Monitoring the Monitors

While surveillance tools have been in the workplace for a long time, wearables bring a new dimension to employee monitoring and raise fresh privacy concerns.

“The challenge is that they are a bit more invasive,” according to Stacey Harris, vice president of research and analytics at Sierra-Cedar. “It’s a little more in our face now than it was previously.”

Newer versions of wearable devices are more personal and “have the potential to gather a much broader range of information” than previous surveillance tools, says cybersecurity and privacy attorney Mike Morgan, who works in the Los Angeles office of law firm Jones Day. When wearable-device data is compiled and analyzed, he says, it “can reveal quite a bit about someone.”

That has some employee privacy advocates worried.

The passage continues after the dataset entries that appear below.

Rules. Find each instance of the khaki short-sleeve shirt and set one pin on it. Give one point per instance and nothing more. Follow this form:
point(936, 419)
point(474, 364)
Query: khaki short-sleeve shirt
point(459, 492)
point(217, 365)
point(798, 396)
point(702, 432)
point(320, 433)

While wearable technology allows consumers to choose whether to share their location, heart rate or other data, many people might not fully understand the types and volume of information being gathered about them or the implications of sharing it, Morgan says.

Employers generally sidestep potential legal issues by making the use of workplace wearables optional. And some state laws require employers to inform workers if they are being monitored—something that should be a best practice anyway, says Kate Bischoff, SHRM-SCP, a management-side employment attorney with Zelle LLP in Minneapolis.

Health-tracking wearables are often associated with employee wellness programs, which many companies are adopting at least in part in an effort to reduce soaring health care costs. Bischoff notes that the U.S. Equal Employment Opportunity Commission requires that employee participation in company wellness programs linked to group health plans be voluntary. (The Americans with Disabilities Act limits employers’ right to inquire about employees’ health but does allow optional, health-plan-linked wellness programs.)

Making wearables optional for workers, however, doesn’t necessarily address security vulnerabilities. One potential weakness: Rather than staying only on devices, data may make its way to the cloud and the app provider. That possibility has prompted China, citing national security concerns, to ban its military personnel from using wearable technology.

The extent of a company’s responsibility to protect sensitive employee data is “not being discussed in great detail,” Harris says. But the consequences could be significant. What happens, for instance, if a company is capturing health data on senior executives and a hacker discovers that an executive has a serious health condition and chooses to publicize that information?

Pressure to Participate

“HR technology has such a fantastic opportunity to make workers’ lives better,” Harris says. For example, wearable technology may give workers “more ownership over their own decisions and give them more information to make their own choices about their health, working pace and break schedules.”

But the flip side is that employee monitoring can contribute to the creation of a Big Brother-type organizational culture. Even when participation is optional, workers may feel pressured to participate, especially if there is an implication that doing so is tied to their performance in any way.

With GPS-equipped apps and devices, employers can now monitor employees’ whereabouts any time they’re wearing a smartwatch or carrying their smartphone. “Companies are very aware from a cultural perspective that there’s a creepy line,” Harris says. For now, though, “they’re kind of dancing around” it, she added.

To stay on the right side of the line, keep your company’s technology policies updated and review them when new enterprise tools are implemented. In addition, make sure you’re very clear with employees that optional participation is just that: No one should feel obligated to tell everyone they work with what’s been keeping them up at night.

Dinah Wisenberg Brin is a freelance writer in Philadelphia.